The education Falcone was getting inside the classroom repeatedly took a backseat to what he was soaking in trailing his father around Aqueduct Racetrack and the like. His initial aspirations were to become a jockey. When the reality of those physical demands set in, the younger Falcone knew one way or another that he was still going to make his love of racing his life's vocation.
"School just wasn't...I wasn't a good school kid, to say the least," Falcone said. "I always ended up at the racetrack or the barn most of the time. That was what I wanted to do. After I graduated middle school and moved on to high school and they started to talk colleges and this and that, I was always set on going to the track. I think (my father) kind of just accepted it from that moment on that I wasn't going to do anything else. I was at least going to give this a shot and didn't really want to do anything else."
With some help from his father, who gave him a few of his own horses to train once Schettino endorsed his assistant's desire to break out on his own, Falcone began taking the first baby steps toward success. He won four races from 39 starts in 2014, totals he improved to nine wins from 86 starts the following year. He also had a long-standing friendship with bloodstock agent Chad Summers, racing manager for J. Stables who, along with Summers' family, owned part of a son of Posse that showed promise—but no victories—in his first four starts.
"I was good friends with Chad and after (Mind Your Biscuits) came off the bench, he gave me a call and asked about taking a few horses for him," Falcone said. "And so far it's all worked out well."
In his first start for Falcone after previously being trained by Roderick Rodriguez, Mind Your Biscuits broke his maiden in take-notice fashion, winning by 7 1/2 lengths against state-breds at Aqueduct April 9. Three starts later, he won an allowance test for New York-breds at Belmont by 9 1/4 lengths to earned his way into the Amsterdam field.
Even though his fifth-place finish in the Ketel One King's Bishop (gr. I) Aug. 27 represents his worst finish in 12 career starts, Mind Your Biscuits was only beaten four lengths by eventual TwinSpires Breeders' Cup Sprint (gr. I) winner Drefong that day. Dismissed at 15-1 odds in the $1.5 million Sprint Nov. 5 at Santa Anita Park, Mind Your Biscuits crossed the wire third, beaten just a nose for a second, a position he was eventually elevated to this week when it was announced runner-up Masochistic had been disqualified for failing a post-race drug test.

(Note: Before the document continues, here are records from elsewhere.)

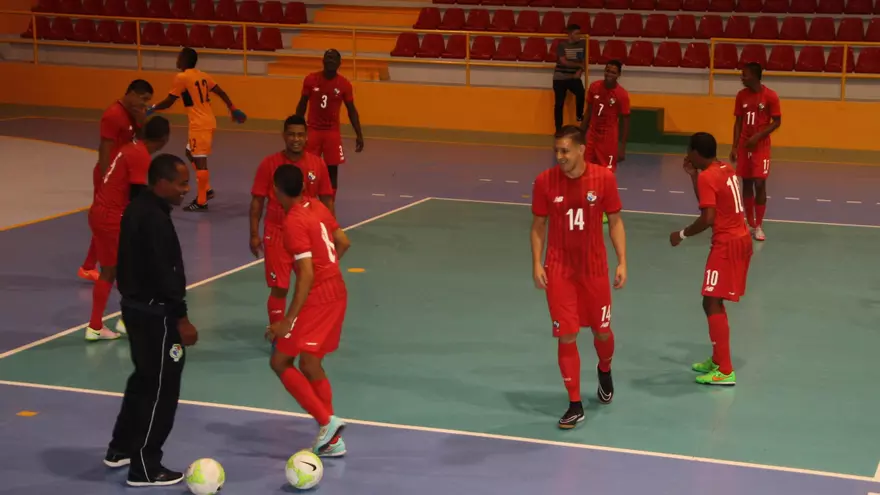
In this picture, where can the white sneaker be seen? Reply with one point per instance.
(103, 334)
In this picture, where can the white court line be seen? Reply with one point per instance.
(600, 448)
(670, 214)
(197, 284)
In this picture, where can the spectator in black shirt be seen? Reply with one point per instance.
(152, 282)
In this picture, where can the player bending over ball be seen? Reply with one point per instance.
(313, 324)
(572, 197)
(727, 268)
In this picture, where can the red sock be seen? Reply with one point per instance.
(759, 214)
(719, 333)
(301, 390)
(275, 307)
(750, 209)
(605, 351)
(570, 367)
(100, 295)
(91, 261)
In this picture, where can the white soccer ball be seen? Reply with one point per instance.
(304, 470)
(205, 477)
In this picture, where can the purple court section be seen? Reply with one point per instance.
(253, 448)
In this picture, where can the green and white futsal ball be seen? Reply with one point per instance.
(205, 477)
(304, 470)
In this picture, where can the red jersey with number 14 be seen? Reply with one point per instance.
(308, 233)
(325, 99)
(574, 208)
(718, 187)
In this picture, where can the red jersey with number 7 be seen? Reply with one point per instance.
(325, 99)
(718, 187)
(574, 208)
(308, 233)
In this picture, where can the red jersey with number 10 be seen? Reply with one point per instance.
(325, 99)
(718, 187)
(574, 208)
(308, 233)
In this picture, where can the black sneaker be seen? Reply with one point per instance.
(605, 392)
(114, 458)
(572, 417)
(159, 477)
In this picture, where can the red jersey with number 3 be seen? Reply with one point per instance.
(574, 208)
(607, 107)
(325, 99)
(757, 110)
(718, 187)
(308, 233)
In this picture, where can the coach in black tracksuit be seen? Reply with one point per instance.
(152, 282)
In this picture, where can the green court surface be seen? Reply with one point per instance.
(446, 330)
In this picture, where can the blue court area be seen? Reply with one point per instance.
(474, 409)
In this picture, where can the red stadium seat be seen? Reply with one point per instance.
(630, 26)
(456, 47)
(657, 26)
(781, 58)
(478, 20)
(535, 50)
(696, 56)
(641, 54)
(711, 26)
(766, 28)
(407, 45)
(811, 59)
(821, 29)
(668, 54)
(851, 29)
(553, 22)
(684, 26)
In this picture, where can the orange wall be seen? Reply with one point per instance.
(524, 111)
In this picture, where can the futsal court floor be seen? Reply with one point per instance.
(447, 368)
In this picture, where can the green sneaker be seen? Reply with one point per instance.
(716, 377)
(706, 366)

"It's like everything else. They doubt you when you aren't successful and then still they doubt you after you are successful. We always felt like (Mind Your Biscuits) was nice horse," Falcone said. "The way he ran in the Breeders' Cup hopefully put an ease on all the doubters. Even thought he is a New York-bred, he showed New York-breds can run just as well."
Falcone laughs when the very real possibility of him heading into the New Year as a grade I-winning trainer is mentioned and he keeps talk of his forward progress in general terms. He wants to grow his stable. He wants to take whatever transpires next with a day by day attitude.
And like any seasoned pro, he has learned that chance is the most valuable commodity on the backside.
"You don't know when you're going to get a good opportunity again. It could be tomorrow, it could be a week, it could be a far time from now," he said. "Hopefully I just get more opportunities."